Wenn die Aufklärung über die Binärpräfixe von Seiten der Medien passiert, ist das ideal.

Meine Meinung zu dem Thema schrieb ich bereits _hier_.


----------



## ich98 (8. Februar 2007)

kann man das kurz fassen und sagen:

Obwohl Gigabyte falsch ist, wird es so bleiben, da es sich festgesetzt hat?

Also wie in der Politik. Ein Gesetz zu entfernen ist zu aufwendig, also bleiben die alten Dinger oft bestehen.


----------



## Thomsn (8. Februar 2007)

ich98 am 08.02.2007 18:55 schrieb:
			
		

> kann man das kurz fassen und sagen:
> Obwohl Gigabyte falsch ist, wird es so bleiben, da es sich festgesetzt hat?


Nein, kann man nicht, weil es nur davon abhängt, ob es in den Köpfen der Masse manifestiert wird oder nicht.

Das Gleiche sagte ich Dir aber auch eben im Chat.


----------



## Harlekin (8. Februar 2007)

Kann man die Situation nicht ungefähr mit der Leistungsangabe PS und KW vergleichen?

KW hat sich ja auch net wirklich durchgesetzt...


----------



## struy (8. Februar 2007)

pcgh_Henner am 08.02.2007 15:16 schrieb:
			
		

> ]Windows hingegen zeigt Gibibytes. Daher steht auf der Festplatte "100 Gigabyte", Windows sieht aber "93,1 Gibibyte".

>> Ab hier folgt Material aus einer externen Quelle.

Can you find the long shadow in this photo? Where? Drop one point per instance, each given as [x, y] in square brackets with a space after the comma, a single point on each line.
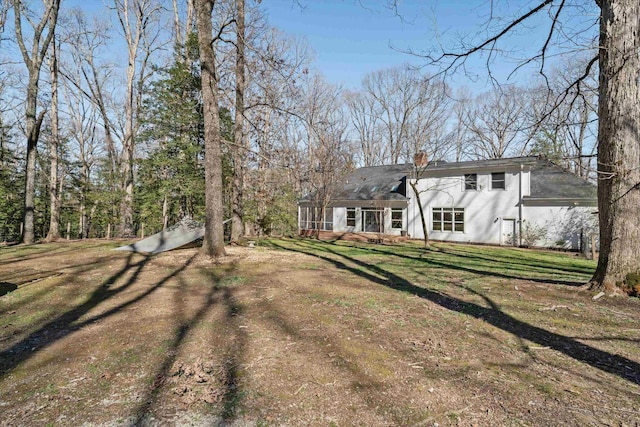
[45, 252]
[6, 287]
[66, 323]
[513, 261]
[232, 394]
[184, 327]
[468, 269]
[612, 363]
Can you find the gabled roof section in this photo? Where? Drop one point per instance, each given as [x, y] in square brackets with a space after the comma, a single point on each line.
[479, 165]
[549, 181]
[374, 183]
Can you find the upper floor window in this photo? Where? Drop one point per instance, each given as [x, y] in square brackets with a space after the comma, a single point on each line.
[497, 181]
[351, 217]
[471, 181]
[396, 218]
[448, 219]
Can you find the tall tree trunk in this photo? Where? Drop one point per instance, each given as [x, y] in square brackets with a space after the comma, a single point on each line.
[239, 149]
[213, 244]
[54, 196]
[33, 60]
[618, 144]
[423, 221]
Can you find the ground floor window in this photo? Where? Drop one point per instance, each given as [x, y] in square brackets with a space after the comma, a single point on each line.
[448, 219]
[396, 218]
[351, 217]
[310, 218]
[372, 220]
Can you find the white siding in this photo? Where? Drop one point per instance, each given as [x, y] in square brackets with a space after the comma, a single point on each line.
[484, 208]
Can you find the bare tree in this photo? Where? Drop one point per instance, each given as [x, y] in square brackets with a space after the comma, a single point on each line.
[618, 61]
[323, 135]
[405, 106]
[618, 143]
[366, 121]
[43, 32]
[496, 124]
[54, 184]
[214, 234]
[239, 151]
[136, 18]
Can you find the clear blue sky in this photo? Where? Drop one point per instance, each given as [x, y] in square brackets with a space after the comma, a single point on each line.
[354, 37]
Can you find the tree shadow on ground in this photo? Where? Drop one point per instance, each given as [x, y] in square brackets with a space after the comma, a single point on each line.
[478, 268]
[216, 295]
[6, 287]
[67, 323]
[612, 363]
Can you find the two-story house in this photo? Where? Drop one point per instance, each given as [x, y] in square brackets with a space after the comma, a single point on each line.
[515, 201]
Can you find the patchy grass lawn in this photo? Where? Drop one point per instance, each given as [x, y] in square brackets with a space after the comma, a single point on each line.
[304, 332]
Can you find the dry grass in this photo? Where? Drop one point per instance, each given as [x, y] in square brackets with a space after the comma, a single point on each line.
[300, 332]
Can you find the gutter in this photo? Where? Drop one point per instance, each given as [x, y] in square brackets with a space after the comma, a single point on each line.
[520, 207]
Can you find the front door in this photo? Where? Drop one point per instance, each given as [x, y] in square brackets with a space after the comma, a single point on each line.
[372, 221]
[509, 234]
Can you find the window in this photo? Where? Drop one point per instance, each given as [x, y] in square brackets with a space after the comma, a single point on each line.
[372, 220]
[396, 218]
[351, 217]
[471, 181]
[327, 224]
[497, 181]
[448, 219]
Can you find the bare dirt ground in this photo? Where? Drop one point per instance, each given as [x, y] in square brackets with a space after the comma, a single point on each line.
[310, 333]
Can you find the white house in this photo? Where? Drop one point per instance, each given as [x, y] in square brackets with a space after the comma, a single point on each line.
[516, 201]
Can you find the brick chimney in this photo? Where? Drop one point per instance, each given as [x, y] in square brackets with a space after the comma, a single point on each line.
[420, 159]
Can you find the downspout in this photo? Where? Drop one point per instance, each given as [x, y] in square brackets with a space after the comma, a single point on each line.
[520, 207]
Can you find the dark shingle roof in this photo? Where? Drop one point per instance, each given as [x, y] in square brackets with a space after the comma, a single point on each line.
[388, 183]
[549, 181]
[374, 183]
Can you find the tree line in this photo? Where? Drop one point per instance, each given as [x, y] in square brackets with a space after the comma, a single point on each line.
[201, 108]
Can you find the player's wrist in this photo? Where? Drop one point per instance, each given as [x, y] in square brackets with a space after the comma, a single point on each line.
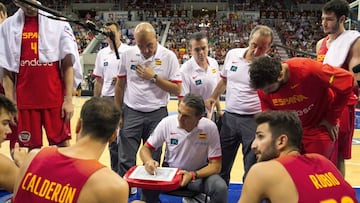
[193, 176]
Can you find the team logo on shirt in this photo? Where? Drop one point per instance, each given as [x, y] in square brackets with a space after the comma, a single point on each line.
[174, 141]
[133, 67]
[233, 68]
[158, 62]
[24, 136]
[68, 31]
[198, 82]
[202, 136]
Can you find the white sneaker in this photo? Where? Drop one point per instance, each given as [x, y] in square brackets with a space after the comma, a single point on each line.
[188, 200]
[133, 190]
[198, 198]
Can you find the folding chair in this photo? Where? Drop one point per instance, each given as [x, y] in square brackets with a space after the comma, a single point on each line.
[183, 192]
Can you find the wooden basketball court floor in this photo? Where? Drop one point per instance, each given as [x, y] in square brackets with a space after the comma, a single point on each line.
[352, 165]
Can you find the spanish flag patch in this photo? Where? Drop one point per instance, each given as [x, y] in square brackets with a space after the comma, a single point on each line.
[158, 63]
[331, 79]
[202, 136]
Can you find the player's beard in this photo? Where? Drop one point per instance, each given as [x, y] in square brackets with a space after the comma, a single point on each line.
[334, 29]
[269, 153]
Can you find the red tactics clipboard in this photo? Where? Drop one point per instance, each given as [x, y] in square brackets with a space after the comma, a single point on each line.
[144, 183]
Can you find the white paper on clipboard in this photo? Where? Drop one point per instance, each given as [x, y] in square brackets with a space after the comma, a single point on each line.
[162, 174]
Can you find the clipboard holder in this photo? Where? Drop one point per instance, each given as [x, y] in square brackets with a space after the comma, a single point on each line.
[151, 184]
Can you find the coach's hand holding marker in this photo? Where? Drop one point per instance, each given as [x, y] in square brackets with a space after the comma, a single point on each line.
[151, 167]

Auch wenn es jetzt nach extrem klugscheisserisch tönt, aber:
1. Die Abkürzung von Gibibyte ist wohl GiB, und nicht GB,
2. Zitat aus der Windows Hilfe:


> Gigabyte (GB)
> Entspricht 1.024 Megabyte. Wird aber oft auch für ungefähr eine Milliarde Byte verwendet.


(im Glossar unter GB).


----------



## Thomsn (8. Februar 2007)

struy am 08.02.2007 20:20 schrieb:
			
		

> Auch wenn es jetzt nach extrem klugscheisserisch tönt, aber:
> 1. Die Abkürzung von Gibibyte ist wohl GiB, und nicht GB,
> 2. Zitat aus der Windows Hilfe:
> 
> ...


Windows verwendet die GB doch nur falsch. Was es anzeigt und womit es rechnet sind in dem Fall GiB - auch wenn es fälschlicherweise GB dahinter schreibt.

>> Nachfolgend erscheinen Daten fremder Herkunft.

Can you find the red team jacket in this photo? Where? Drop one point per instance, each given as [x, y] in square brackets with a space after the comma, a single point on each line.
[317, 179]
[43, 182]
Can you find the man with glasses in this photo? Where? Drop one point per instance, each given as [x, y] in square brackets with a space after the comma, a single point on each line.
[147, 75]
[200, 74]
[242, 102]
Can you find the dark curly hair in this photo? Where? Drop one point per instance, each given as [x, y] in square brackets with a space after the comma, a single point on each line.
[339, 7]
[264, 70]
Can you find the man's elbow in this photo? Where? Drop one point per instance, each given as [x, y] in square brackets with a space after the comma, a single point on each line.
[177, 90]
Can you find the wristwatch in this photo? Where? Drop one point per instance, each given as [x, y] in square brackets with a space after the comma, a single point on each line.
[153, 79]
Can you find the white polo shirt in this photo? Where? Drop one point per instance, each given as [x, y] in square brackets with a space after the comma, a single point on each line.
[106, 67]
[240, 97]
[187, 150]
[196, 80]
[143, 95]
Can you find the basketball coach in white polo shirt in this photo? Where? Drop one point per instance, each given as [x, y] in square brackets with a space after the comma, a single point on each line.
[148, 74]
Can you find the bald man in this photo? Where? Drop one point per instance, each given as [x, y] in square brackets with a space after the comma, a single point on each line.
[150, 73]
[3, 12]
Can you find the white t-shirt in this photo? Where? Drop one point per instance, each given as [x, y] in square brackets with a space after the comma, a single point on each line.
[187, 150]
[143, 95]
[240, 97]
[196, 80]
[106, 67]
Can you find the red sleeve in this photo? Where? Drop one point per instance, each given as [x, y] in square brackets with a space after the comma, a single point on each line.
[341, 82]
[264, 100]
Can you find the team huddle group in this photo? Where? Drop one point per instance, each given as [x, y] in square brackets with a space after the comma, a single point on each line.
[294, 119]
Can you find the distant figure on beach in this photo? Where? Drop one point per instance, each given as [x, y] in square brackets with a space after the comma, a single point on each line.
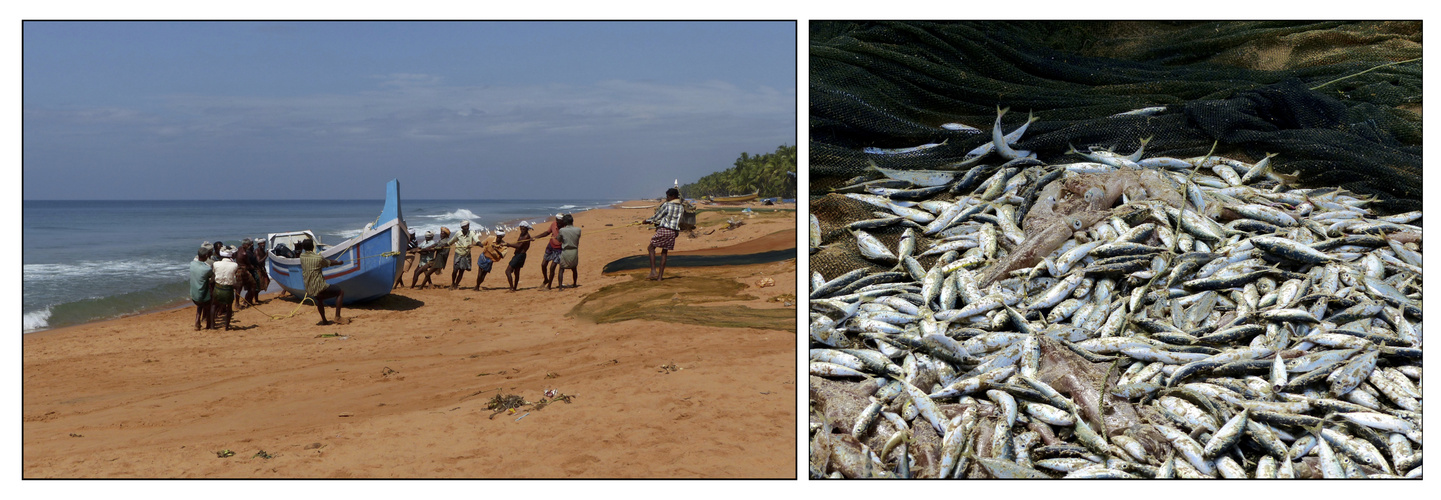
[225, 271]
[441, 251]
[245, 277]
[492, 251]
[519, 260]
[316, 286]
[461, 244]
[201, 278]
[552, 251]
[424, 251]
[667, 226]
[569, 254]
[261, 271]
[409, 261]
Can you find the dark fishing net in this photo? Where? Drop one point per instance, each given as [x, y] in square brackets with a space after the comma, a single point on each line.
[1248, 87]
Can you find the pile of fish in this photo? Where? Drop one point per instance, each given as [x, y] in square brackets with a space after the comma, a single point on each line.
[1116, 317]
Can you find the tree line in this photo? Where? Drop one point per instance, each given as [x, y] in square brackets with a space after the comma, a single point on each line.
[773, 175]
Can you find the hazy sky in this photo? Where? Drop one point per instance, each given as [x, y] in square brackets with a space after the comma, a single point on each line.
[332, 110]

EDIT: Und der Glossar-Eintrag ist eigentlich ebenso falsch. /edit

Oder wolltest Du jetzt auf was ganz anderes hinaus?


----------



## Succer (8. Februar 2007)

Ich würde für beides plädieren, GB weil es einfacher ist, damit zu hantieren (weil gewohnt) und GiB weil es einfach der Wert ist, mit dem man unter Windows im Endeffekt arbeitet!


----------



## Loosa (8. Februar 2007)

Thomsn am 08.02.2007 20:26 schrieb:
			
		

> Windows verwendet die GB doch nur falsch. Was es anzeigt und womit es rechnet sind in dem Fall GiB - auch wenn es fälschlicherweise GB dahinter schreibt.

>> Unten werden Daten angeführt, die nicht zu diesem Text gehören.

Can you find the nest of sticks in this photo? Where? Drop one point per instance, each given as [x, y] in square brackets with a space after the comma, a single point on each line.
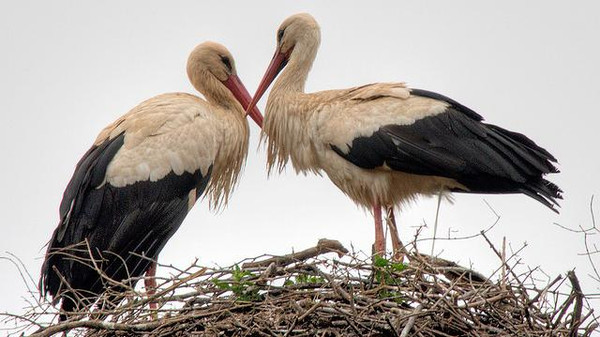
[313, 293]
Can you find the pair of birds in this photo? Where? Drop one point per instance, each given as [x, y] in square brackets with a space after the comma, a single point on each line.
[381, 144]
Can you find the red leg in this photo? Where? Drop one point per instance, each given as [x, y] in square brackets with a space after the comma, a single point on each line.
[150, 284]
[379, 246]
[397, 246]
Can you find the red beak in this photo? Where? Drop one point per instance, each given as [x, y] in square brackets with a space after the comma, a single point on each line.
[237, 88]
[277, 64]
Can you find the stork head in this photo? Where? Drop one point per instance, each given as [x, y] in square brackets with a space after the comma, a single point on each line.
[211, 69]
[298, 39]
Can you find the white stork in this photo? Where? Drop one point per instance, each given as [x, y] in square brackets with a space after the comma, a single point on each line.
[383, 144]
[132, 189]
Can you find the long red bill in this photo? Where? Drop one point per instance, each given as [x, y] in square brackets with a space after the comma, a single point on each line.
[278, 62]
[237, 88]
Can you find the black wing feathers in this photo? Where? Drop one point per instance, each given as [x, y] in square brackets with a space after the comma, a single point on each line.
[456, 144]
[124, 227]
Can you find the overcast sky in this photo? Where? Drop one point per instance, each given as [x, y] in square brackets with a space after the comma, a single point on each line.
[68, 68]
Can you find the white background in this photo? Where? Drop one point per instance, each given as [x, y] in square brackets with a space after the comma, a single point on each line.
[68, 68]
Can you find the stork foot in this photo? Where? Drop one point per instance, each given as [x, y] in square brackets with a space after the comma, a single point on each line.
[379, 245]
[150, 285]
[398, 249]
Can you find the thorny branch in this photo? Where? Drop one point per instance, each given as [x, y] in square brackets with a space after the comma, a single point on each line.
[307, 294]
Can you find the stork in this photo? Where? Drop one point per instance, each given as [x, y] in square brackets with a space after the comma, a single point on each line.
[383, 144]
[133, 188]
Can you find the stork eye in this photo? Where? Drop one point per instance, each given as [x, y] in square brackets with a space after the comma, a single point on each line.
[226, 62]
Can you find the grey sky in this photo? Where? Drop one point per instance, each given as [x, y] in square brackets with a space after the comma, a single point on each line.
[68, 68]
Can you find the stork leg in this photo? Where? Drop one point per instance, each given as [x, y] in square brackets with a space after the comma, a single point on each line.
[150, 284]
[379, 245]
[397, 246]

Wobei Falsch eine Frage der Perspektive ist.

Der Computer mit seinem Binärsystem entwickelte sich mit Kilobyte die 1024 waren. Keiner regte sich darüber auf, klang eigentlich auch logisch. Seit 1996 sagt nun eine Art ISO-Regelung, hey die Banane muss rund sein und Kilo 1000, weil sonst ist es ja falsch und unsauber definiert.
Das digitale Kilo wurde erst nachträglich von 1024 auf 1000 geändert, bzw. dank dem feinen Wort Kibi zurechtgerückt. Jetzt ist es vielleicht wissenschaftlich korrekt ausgedrückt, aber was suchen 1000'er Kilos in einem Binärsystem


----------



## Thomsn (8. Februar 2007)

Loosa am 08.02.2007 22:12 schrieb:
			
		

> Jetzt ist es vielleicht wissenschaftlich korrekt ausgedrückt, aber was suchen 1000'er Kilos in einem Binärsystem


Es ist nichtmal so, dass die 1000 in diesem Bereich neu wäre. Es gibt einen Bereich, in dem das ganz normal ist, der aber ebenso mit dem Binärsystem verknüpft ist wie alles am Computer. Und schon wegen dieses Bereichs allein ist es sinnvoll, so zu differenzieren.
Die Rede ist von der Datenübertragungsrate.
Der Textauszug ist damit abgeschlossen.